Circles: You share different things with different people. So sharing the right stuff with the right people shouldn’t be a hassle. Circles makes it easy to put your friends from a private party in one circle, your parents in another, and your boss in a circle by himself. After all, you don’t want to share everything with your boss! All you have to do is click and drag people into circles.
Then, you can share relevant content with the right people, and follow content posted by people you find interesting. For example, if you post an announcement about your engagement, you can choose to show it only to people in your friends and family circles. And that film club circle post about a wonderful review of the new film in The Telegraph will be visible only to you (and others in that circle).
You can also customize your personal profile for your circles. For example, your contact details, location and relationship information would be visible to your friends circle, while your employment history and education would be visible to your alumni association circle.
Hangouts: With Hangouts, the unplanned meet-up comes to the web for the first time. Let specific buddies (or entire circles) know you’re hanging out and then see who drops by for a face-toface chat.
Photos:Taking photos is fun. Sharing photos is fun. Getting your photos from your phone to Google+ isn’t tough either. With Instant Upload, your photos and videos upload themselves automatically, to a private album on Google+. All you have to do is decide whom to share them with.
Sparks:Tell Sparks what you’re into and it will send you stuff it thinks you’ll like. If you are interested in books, fill the text box with books and click the magnifying glass. Sparks will deliver a result. All you have to do is click the Add Interest Button.
Huddle: Texting is great, but not when you’re trying to get six different people to decide on a movie. Huddle turns all those different conversations into one simple group chat.
+1:So what does the Google “+1“ button do?

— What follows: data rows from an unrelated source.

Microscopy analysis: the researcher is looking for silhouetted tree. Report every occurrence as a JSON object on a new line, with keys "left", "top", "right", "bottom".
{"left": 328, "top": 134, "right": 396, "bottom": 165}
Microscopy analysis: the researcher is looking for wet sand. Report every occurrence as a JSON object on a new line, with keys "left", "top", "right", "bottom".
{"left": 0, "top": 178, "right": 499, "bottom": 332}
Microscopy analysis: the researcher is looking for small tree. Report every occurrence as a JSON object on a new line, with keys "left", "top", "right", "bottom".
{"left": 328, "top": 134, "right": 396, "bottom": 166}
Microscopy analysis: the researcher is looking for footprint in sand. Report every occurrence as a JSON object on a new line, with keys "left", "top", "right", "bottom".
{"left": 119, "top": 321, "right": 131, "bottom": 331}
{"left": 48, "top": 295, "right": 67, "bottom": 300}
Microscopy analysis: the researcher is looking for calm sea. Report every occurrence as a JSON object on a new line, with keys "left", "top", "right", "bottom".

And how is it different from the “like“ button on Facebook? The basic difference, of course, is that Google “+1“ is for Google account holders and “like“ is for Facebook users. Google “+1“ is used for recommending a webpage and Facebook “like“ is for sharing a webpage.
What happens when you click on +1 or like?
+1: Google+ maintains a count of +1s. You should use it even for ranking search results. Not just that, if you are searching for something on Google that your friend has “+1-ed“, it will appear in the search result and you will get to know of your friend’s recommendation. This is not applicable to just webpages but also Google ads. Like: When you “like“ something on Facebook, it shows up on all your friends’ pages. Facebook also maintains a count of how many people like your page. Just like +1, Facebook also displays to your friends that you like this link.
Is Google+1 a copy of Facebook like? Yes, it looks like Google has adopted the concept of recommendation. But the purpose is slightly different. Google will use this data to improve its search results once enough people start using this feature. Right now, Google ranks webpages on the basis of its page rank algorithm.